Estudos indicam que depende do modo que é feito o processo, para obter resultado

A Escola Família Agrícola (EFA) de Macaúbas/BA realiza aulas práticas voltadas aos cursos que são oferecidos na unidade de ensino. Ela, que fica localizada na Comunidade do Pajeú, tem um espaço acessível para os alunos realizarem processos educativos e agroecológicos, que são ofertados na teoria, em sala de aula.

Um desses mecanismos de aprendizado é conhecido como Enxertia. Na EFA, os estudantes podem fazer o processo com o umbu.

Essa que é uma forma de multiplicação vegetativa muito usada para espécies frutíferas. Ao todo são feitos dois métodos. Um deles é o enxerto e o porta enxerto, que ficam na parte de cima e são responsáveis pela produção dos frutos da variedade desejada.
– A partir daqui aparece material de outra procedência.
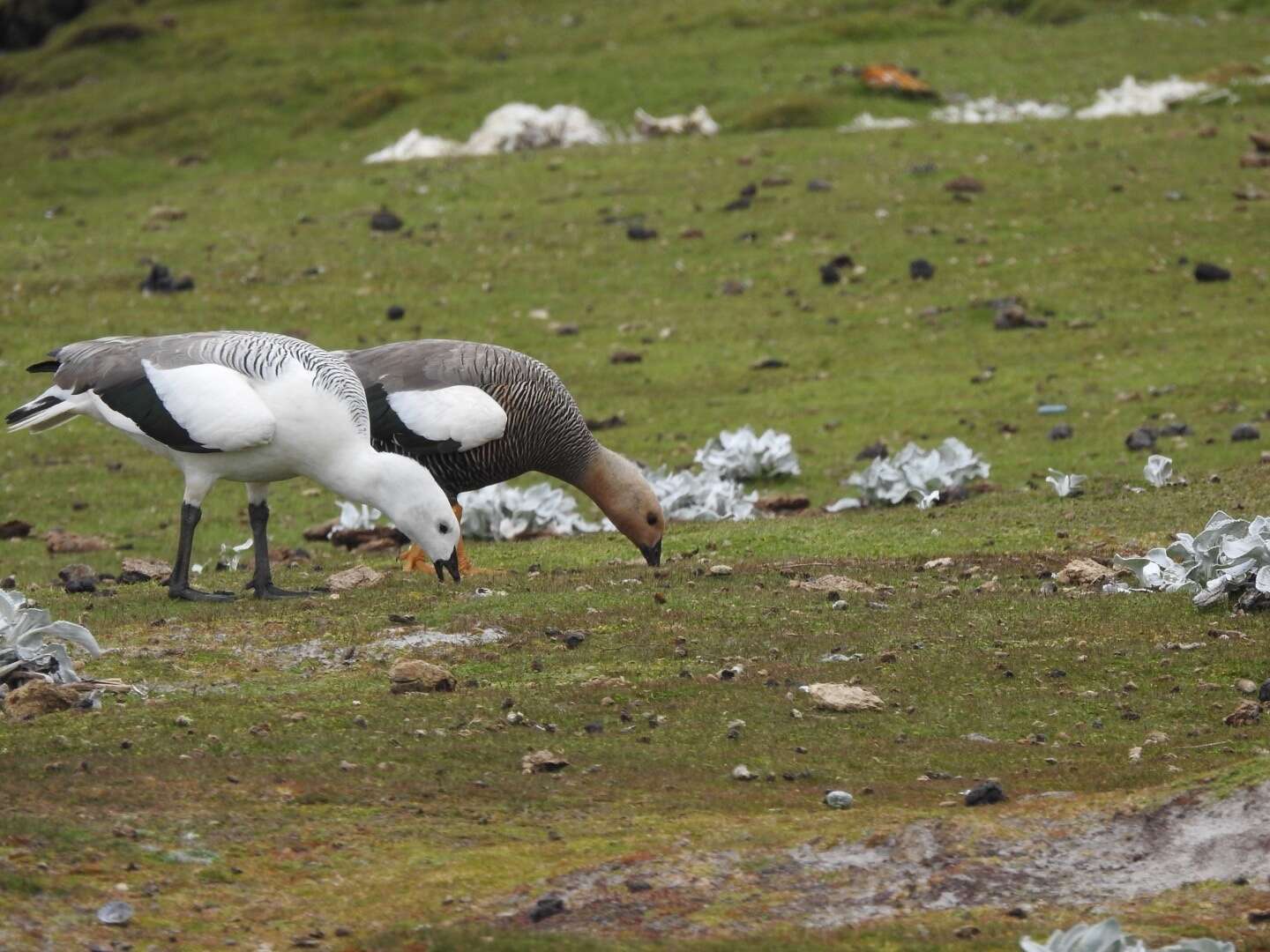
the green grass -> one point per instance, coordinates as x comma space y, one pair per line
280, 101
Já o porta- enxerto é o sistema radicular, que realiza o suporte da planta, o fornecimento de água e outros nutrientes, a adaptação da planta às condições do solo e do clima e por fim a proteção contra doenças.

Em geral, o enxerto é realizado a partir de uma ferida criada em uma das plantas para que a outra seja inserida e os tecidos de ambas possam crescer juntos. Mas é necessário que essa parte que estava exposta fique protegida, pelo menos, até que cicatrize e, assim, evite pragas e doenças no enxerto.

Nem sempre o processo terá sucesso, mas tudo depende da compatibilidade entre as espécies envolvidas. Estudos indicam que enxertos em diferentes gêneros da mesma família raramente são compatíveis, mas enxertos de diferentes espécies dentro do mesmo gênero podem sobreviver.